C.L.R. James |
by Selma James, The Mail & Guardian
Fifty years ago, after a March in the United Kingdom as cold
as the one just gone, my husband CLR James's semiautobiographical Beyond a
Boundary appeared as the cricket season opened. Reviews were favourable but
none even approached the incomparable (and antiracist) John Arlott's in Wisden,
"the cricketers' Bible".
It was the almanack's centenary edition (April 19 1963),
itself a national event: "[The year] 1963 has been marked by the
publication of a cricket book so outstanding as to compel any reviewer to check
his adjectives several times before he describes it and, since he is likely to
be dealing in superlatives, to measure them carefully to avoid over-praise –
which this book does not need … in the opinion of the reviewer, it is the
finest book written about the game of cricket."
It is hard to know from this extraordinary accolade that the
book could not at first find a publisher. In desperation, CLR asked his friend
George Lamming if he could help. Hutchinson had not long before published
Lamming's In the Castle of My Skin, a great novel, and he used its succès
d'estime to sell CLR's manuscript.
Years later I learned it was Lamming who had named it –
almost. He had proposed Beyond the Boundary, which the publisher changed to
"a" for no reason we could agree with. "The" challenges all
boundaries, not just cricket's – a true description of the book.
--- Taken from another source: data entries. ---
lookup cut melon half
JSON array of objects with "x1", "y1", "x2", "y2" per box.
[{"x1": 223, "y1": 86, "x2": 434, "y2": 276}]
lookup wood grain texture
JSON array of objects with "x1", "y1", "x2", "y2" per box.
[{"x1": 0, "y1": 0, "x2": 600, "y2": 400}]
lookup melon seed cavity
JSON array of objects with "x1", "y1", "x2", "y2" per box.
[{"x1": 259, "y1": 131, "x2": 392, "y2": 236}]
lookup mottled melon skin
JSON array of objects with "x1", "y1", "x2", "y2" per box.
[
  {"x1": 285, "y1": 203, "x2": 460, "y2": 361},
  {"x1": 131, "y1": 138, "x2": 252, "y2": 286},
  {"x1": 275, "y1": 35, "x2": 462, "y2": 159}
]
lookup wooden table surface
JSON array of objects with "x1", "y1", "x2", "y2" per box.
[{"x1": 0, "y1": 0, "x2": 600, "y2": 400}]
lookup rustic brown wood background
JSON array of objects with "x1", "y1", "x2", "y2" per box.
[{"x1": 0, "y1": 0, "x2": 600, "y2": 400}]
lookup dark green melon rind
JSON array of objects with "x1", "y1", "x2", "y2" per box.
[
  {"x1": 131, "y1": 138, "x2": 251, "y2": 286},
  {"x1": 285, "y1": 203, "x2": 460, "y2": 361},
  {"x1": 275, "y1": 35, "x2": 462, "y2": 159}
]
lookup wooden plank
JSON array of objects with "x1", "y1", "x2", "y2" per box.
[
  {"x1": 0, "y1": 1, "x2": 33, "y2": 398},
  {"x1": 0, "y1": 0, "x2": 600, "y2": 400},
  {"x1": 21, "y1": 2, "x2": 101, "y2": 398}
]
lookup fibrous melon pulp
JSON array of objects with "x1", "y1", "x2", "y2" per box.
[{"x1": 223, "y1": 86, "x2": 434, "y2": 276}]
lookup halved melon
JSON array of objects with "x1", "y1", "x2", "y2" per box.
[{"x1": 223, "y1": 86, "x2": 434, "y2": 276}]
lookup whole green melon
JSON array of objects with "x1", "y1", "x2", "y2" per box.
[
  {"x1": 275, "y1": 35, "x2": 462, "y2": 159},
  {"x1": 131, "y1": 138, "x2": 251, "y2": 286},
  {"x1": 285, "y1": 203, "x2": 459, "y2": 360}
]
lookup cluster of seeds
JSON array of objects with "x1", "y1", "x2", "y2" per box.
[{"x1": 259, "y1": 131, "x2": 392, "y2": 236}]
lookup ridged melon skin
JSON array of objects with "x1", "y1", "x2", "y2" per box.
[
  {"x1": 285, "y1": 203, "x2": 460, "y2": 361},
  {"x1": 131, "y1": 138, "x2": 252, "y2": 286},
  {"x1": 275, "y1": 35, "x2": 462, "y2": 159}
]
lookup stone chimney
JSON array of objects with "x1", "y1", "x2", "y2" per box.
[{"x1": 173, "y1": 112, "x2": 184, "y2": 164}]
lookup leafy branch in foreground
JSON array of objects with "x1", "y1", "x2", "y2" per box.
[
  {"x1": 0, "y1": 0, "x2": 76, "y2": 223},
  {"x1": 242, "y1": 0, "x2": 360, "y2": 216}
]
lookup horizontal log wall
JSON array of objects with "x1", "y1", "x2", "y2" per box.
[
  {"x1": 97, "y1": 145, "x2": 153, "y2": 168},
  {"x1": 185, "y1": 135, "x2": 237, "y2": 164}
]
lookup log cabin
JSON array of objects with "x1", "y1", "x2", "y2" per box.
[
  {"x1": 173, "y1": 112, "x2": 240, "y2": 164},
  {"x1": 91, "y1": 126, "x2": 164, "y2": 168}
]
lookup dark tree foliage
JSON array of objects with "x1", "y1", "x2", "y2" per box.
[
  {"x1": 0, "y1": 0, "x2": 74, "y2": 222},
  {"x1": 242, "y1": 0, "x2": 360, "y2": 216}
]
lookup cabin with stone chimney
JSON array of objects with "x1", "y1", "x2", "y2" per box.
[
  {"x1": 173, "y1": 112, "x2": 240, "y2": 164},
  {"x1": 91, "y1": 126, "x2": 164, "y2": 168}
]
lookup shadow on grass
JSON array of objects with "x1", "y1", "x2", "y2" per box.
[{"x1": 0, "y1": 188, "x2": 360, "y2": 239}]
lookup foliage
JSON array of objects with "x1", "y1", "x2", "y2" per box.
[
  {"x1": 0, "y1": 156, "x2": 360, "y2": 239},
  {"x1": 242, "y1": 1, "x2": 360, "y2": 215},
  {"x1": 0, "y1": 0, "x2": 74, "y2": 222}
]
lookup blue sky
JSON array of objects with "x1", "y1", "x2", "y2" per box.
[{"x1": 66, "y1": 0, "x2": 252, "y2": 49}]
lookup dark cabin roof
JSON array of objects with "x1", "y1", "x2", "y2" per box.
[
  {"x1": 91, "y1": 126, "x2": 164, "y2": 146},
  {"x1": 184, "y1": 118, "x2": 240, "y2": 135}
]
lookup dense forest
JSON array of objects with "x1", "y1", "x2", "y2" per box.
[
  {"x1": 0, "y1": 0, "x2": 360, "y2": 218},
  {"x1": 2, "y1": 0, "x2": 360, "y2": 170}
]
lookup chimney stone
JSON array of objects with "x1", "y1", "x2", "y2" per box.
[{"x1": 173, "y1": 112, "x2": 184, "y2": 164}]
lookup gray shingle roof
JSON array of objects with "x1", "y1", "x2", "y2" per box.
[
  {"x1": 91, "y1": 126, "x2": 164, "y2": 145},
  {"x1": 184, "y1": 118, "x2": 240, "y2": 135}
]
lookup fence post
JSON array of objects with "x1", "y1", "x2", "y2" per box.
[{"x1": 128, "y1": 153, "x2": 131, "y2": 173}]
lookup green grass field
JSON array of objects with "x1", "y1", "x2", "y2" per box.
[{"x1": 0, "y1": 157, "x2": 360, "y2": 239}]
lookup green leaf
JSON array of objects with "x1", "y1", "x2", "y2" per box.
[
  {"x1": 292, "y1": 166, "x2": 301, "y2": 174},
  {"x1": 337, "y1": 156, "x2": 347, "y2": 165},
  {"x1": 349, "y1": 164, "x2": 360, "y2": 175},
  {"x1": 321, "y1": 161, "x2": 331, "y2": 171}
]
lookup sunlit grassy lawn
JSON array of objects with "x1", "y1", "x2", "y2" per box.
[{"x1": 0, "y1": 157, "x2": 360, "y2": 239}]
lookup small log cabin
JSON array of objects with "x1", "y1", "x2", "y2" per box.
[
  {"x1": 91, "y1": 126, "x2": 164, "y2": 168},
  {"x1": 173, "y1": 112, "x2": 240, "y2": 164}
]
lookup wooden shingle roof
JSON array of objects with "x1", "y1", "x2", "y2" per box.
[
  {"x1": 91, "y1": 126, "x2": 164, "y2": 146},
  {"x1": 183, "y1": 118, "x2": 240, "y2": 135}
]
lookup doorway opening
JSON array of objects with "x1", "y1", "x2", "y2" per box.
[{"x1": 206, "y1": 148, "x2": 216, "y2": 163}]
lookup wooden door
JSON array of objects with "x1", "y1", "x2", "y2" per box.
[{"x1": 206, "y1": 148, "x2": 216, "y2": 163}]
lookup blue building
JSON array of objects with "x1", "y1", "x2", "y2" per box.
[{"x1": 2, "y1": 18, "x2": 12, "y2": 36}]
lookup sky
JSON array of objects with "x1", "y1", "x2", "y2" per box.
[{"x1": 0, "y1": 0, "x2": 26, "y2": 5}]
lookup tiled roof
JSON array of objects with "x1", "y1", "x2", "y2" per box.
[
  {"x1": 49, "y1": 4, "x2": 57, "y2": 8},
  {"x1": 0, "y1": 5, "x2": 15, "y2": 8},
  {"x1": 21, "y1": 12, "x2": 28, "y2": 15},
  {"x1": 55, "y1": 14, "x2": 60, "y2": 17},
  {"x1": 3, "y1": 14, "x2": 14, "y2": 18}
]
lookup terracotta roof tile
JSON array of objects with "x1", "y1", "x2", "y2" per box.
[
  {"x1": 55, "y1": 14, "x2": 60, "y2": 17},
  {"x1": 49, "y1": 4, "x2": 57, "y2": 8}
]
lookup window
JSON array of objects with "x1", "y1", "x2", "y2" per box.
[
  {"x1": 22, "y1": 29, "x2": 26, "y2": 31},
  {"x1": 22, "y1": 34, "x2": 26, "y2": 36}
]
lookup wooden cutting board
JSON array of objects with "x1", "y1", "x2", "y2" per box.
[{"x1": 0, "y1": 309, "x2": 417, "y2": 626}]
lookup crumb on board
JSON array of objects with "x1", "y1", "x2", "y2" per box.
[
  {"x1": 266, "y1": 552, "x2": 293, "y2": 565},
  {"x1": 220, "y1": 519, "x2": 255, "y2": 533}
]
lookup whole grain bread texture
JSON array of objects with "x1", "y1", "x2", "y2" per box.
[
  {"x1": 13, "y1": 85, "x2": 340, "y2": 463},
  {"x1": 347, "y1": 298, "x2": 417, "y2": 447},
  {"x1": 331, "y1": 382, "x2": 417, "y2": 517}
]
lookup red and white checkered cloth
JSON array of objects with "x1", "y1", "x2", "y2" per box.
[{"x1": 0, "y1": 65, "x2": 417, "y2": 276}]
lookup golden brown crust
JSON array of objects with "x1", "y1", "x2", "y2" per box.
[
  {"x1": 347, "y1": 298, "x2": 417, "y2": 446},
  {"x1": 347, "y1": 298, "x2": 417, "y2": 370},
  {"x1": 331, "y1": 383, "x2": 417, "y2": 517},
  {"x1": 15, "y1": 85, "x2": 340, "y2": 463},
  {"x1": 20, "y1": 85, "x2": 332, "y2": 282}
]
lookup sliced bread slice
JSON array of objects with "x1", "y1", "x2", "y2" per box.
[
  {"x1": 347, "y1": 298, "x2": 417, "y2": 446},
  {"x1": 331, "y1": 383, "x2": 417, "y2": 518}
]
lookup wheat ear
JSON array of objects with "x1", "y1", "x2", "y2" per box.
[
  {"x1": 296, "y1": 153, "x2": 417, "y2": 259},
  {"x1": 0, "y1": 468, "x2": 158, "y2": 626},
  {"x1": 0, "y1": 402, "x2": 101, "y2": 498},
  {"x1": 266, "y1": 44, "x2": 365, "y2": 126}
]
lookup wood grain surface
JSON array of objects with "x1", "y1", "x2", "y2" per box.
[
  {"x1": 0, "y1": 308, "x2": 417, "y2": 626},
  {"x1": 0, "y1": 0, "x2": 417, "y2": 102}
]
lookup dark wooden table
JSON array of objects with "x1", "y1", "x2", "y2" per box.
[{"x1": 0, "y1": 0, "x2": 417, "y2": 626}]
It was a book CLR had to write. He understood the game, he
believed, in ways most experts did not and could not. He considered himself
more scrupulous about the game's technique and how it grappled with team
dynamics, skills, players' concentration and the psychological war between
batsman and bowler, batsman and fielders. And he saw the game not only as it
was played but as it was lived – and for West Indians like himself that meant,
first of all, a colonial society stratified by race and class. His unblinking
description of the shades of status among cricket clubs cuts like glass.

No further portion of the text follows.